We hadn’t—counted on—this! Darian thought with difficulty, his eyes watering with pain. The cold-drake clawed desperately at its nose, and finally dislodged the arrow; the screaming stopped, replaced by a whimper, as the monster dropped its head down on the ground and rubbed its wounded nostril against the earth. Steam curled up around the drake, and its body plates dripped with melted ice.
“That’s enough!” Keisha shouted in anguish. She stood up and staggered, unsure of each step, but seemed to have a purpose. She half-screamed again, “That is enough!” and marched toward the drake, her hands curled into fists. Darian stumbled to his feet and ran after her, but she paid no attention to him. She concentrated on the cold-drake, and the cold-drake was so preoccupied with its wounded nose that it ignored this small and insignificant morsel of prey marching toward it. But suddenly its head jerked up, and it stared at Keisha with eyes blank and widened. Bright red blood smeared down its snout, and ran freely from the wound in the nostril. The drake
raised one claw, then curled it under its chest, staring at Keisha, yet somehow unable to focus upon her.
Darian felt a growing illness in his belly, adding queasiness to fatigue and the pounding headache. Ahead of him, Keisha was within easy striking distance of the cold-drake, and from his point of view, her small body was entirely framed by the red-spattered white mass of the cold-drake. Her feet were ankle-deep in the water runoff, both from the drake’s newly lost ice layer and the nearby landscape. Darian’s limbs seemed to move far too slowly, as he tried to gain on her, and the terror rose up inside him—was he about to see his Keisha die? But Keisha wasn’t affected by the eyes the way they all had been the last time. Could it be that Keisha was doing something to the drake?
“Yes!” Shandi shouted from behind him, and ran to join her sister, shoving Darian aside. The two women came to within striking range of the drake and stood there, staring at it. They were too close for Darian to dare shooting at the thing—especially with its ... head down?
Then it not only blankly stared at the duo, it raised its head to the fullest extent, and its eyes were widened and completely dilated.

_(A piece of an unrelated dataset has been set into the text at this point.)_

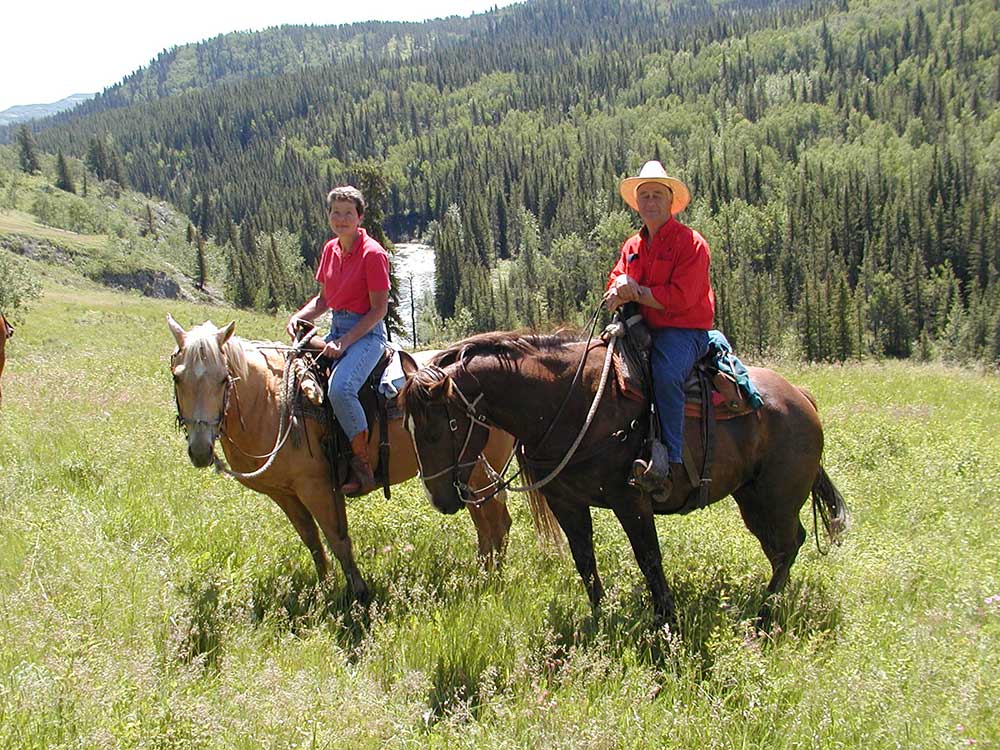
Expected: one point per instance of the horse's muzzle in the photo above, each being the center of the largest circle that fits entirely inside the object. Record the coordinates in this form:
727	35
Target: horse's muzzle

If Darian had not seen the cold-drake’s next move with his own eyes, he would never have believed it. It reared up and back—but not as if to strike. It bobbed its head and seemed to be cowering away from them, as if they were the most dangerous and threatening things it had ever seen. Its whimpers changed to a whine, and it slowly backed away from them, scrabbling backward across the rocks, claws slipping on the smooth, slick surface, without ever taking its eyes off them, moving up and out of the ravine and then down past the openly stunned Steelmind, and more rapidly down to the edge of the clearing.
It reached the edge of the forest, still walking awkwardly backwards, its tail actually between its legs at one point. Its own bulk made the progress painfully slow. Then, just as a large branch it had pushed aside snapped back into place, obscuring for a moment its sight of the two young women, it turned and ran—ran off into the forest, crashing through brush and briar and making an incredible amount of noise.